An example report file, for a small batch of 6 documents is included below:
<?xml version='1.0' encoding='UTF-8'?> <cloudReport> <documents> <processResult ucid="US-20030121727-A1" returnCode="SUCCESS"> <fileSize>5194</fileSize> <executionTime>1886</executionTime> <statistics> <annotationCount type="sam:Reference" count="4" /> <annotationCount type="sam:Measurement" count="2" /> <annotationCount type="Original markups" count="144" /> </statistics> </processResult> <processResult ucid="US-20030091799-A1" returnCode="SUCCESS"> <fileSize>4620</fileSize> <executionTime>2323</executionTime> <statistics> <annotationCount type="sam:Reference" count="4" /> <annotationCount type="sam:Measurement" count="2" /> <annotationCount type="Original markups" count="82" /> </statistics> </processResult> <processResult ucid="US-20040109849-A1" returnCode="SUCCESS"> <fileSize>4376</fileSize> <executionTime>918</executionTime> <statistics> <annotationCount type="sam:Reference" count="3" /> <annotationCount type="sam:Measurement" count="2" /> <annotationCount type="Original markups" count="90" /> </statistics> </processResult> <processResult ucid="US-20050045426-A1" returnCode="SUCCESS"> <fileSize>3190</fileSize> <executionTime>639</executionTime> <statistics> <annotationCount type="sam:Reference" count="3" /> <annotationCount type="sam:Measurement" count="2" /> <annotationCount type="Original markups" count="68" /> </statistics> </processResult> <processResult ucid="US-20020074190-A1" returnCode="SUCCESS"> <fileSize>5911</fileSize> <executionTime>695</executionTime> <statistics> <annotationCount type="sam:Reference" count="5" /> <annotationCount type="sam:Measurement" count="2" /> <annotationCount type="Original markups" count="118" /> </statistics> </processResult> <processResult ucid="US-20010044522-A1" returnCode="SUCCESS"> <fileSize>4963</fileSize> <executionTime>616</executionTime> <statistics> <annotationCount type="sam:Reference" count="5" /> <annotationCount type="sam:Measurement" count="2" /> <annotationCount type="Original markups" count="105" /> </statistics> </processResult> </documents> <!--This shows the overall execution time for the whole batch.
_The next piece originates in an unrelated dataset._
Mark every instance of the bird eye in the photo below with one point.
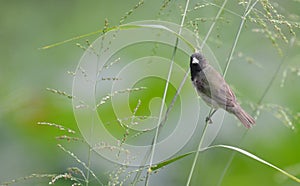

This value only includes the execution time of the last run (so if the batch was restarted, it will only include those documents that were processed last!--> <batchReport> <finalBatchState>FINISHED</finalBatchState> <totalDocuments>6</totalDocuments> <successfullyProcessed>6</successfullyProcessed> <withError>0</withError> <executionTime>10027</executionTime> </batchReport> </cloudReport>
The report includes a <documents> element, which contains a line with a <processResult> element for each document in the batch. The values for the returnCode attribute are SUCCESS or FAIL. In the case of success, some statistics are included, in the case of failure, a message describing the error encountered is included.
Finally, upon completing the execution for a whole batch, A3 will write some statistics describing the overall process, including the total execution time in milliseconds.